All analyses were conducted using Stata version 13.0 (StataCorp, College Station, Texas, USA). The relative effect sizes for HR were characterized as moderate (protective [0.51-0.75] or contributory [1.35-1.99]) and large (≤0.50 or≥2). The HR was considered significant at the P<0.05 level if the 95%CI did not include the value 1. If the P values from OS and other survival results about corresponding miRNAs were inconsistent, the HR from OS was considered to the main reference standard. Because different types of samples (tissue, plasma and serum) from GC patients at different disease stages, cut-off values and miRNA methods were used in individual studies, random-effects models (DerSimonian-Laird method) were more appropriate than fixed-models (Mantel-Haenszel method) for most of the analyses. Consequently, the random-effects models were used in the current meta-analysis. Publication bias was estimated using the Begg's funnel plot.
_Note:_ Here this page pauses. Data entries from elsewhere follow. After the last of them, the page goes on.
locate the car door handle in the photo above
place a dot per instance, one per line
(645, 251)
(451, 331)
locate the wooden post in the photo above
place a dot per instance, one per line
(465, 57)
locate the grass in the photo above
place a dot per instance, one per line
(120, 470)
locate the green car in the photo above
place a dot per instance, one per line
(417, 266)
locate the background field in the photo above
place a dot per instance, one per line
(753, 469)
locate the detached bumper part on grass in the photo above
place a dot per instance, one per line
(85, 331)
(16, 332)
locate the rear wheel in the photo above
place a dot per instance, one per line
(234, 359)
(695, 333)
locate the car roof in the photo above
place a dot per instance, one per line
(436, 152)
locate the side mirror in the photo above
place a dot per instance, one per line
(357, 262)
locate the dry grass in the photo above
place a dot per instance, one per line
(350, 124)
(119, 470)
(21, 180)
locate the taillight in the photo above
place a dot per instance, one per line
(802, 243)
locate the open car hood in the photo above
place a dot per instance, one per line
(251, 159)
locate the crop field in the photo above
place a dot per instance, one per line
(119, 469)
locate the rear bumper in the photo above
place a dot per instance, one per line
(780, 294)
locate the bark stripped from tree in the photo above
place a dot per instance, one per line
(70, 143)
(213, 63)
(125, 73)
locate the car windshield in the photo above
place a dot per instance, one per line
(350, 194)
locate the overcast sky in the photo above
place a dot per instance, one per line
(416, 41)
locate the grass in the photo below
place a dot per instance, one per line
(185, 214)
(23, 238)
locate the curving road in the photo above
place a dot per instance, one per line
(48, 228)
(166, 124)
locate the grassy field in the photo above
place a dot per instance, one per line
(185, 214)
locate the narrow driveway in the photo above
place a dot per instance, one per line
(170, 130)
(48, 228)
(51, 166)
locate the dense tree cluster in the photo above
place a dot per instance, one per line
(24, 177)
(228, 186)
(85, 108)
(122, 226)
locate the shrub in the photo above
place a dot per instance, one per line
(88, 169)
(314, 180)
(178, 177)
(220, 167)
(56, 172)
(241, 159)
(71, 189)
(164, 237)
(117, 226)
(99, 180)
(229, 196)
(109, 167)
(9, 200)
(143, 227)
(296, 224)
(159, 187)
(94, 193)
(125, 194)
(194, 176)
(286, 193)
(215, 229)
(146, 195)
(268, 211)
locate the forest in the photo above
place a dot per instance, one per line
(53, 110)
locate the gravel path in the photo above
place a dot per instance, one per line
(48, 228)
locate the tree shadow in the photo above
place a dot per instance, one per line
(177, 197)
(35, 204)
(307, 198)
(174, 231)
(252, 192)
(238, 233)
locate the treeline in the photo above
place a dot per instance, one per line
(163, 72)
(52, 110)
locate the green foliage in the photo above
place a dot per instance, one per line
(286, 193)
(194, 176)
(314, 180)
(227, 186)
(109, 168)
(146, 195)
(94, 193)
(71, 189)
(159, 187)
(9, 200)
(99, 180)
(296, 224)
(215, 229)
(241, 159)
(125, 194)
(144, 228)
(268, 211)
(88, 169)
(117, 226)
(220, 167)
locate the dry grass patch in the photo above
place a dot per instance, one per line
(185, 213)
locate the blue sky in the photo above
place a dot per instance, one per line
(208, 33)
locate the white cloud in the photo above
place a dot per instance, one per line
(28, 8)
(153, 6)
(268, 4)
A two-tailed P value <0.05 was considered significant. Sensitivity analysis (influence analysis) was carried out to test how powerful the combined effect size was to removal of individual investigations. If the point assessment was out the 95%CI of the pooled effect size after it was removed from the analysis, an individual study was doubted to have excessive influence.

CONCLUSIONS

In summary, miR-20b, 21, 106b, 125a, 137, 141, 145, 146a, 196a, 196b, 206, 214, 218, 451, 486-5p and 506 demonstrate significantly prognostic value. Among them, miR-20b, 125a, 137, 141, 146a, 196a, 206, 218, 486-5p and 506 are strong biomarkers of prognosis in GC. Acquisition of data: Yue Zhang and Dong-Hui Guan. Analysis and interpretation of data: Yue Zhang, Dong-Hui Guan, Rong-Xiu Bi and Jin Xie. Drafting of the manuscript: Yue Zhang. Revision of manuscript: Yue Zhang, Dong-Hui Guan, Rong-Xiu Bi, Jin Xie, Chuan-Hua Yang and Yue-Hua Jiang. Supervision of work: Rong-Xiu Bi, Jin Xie, Chuan-Hua Yang and Yue-Hua Jiang. All authors read and approved the final manuscript. Role of funding source: The funder had no role in study design, data collection and analysis, decision to publish, or preparation of the manuscript.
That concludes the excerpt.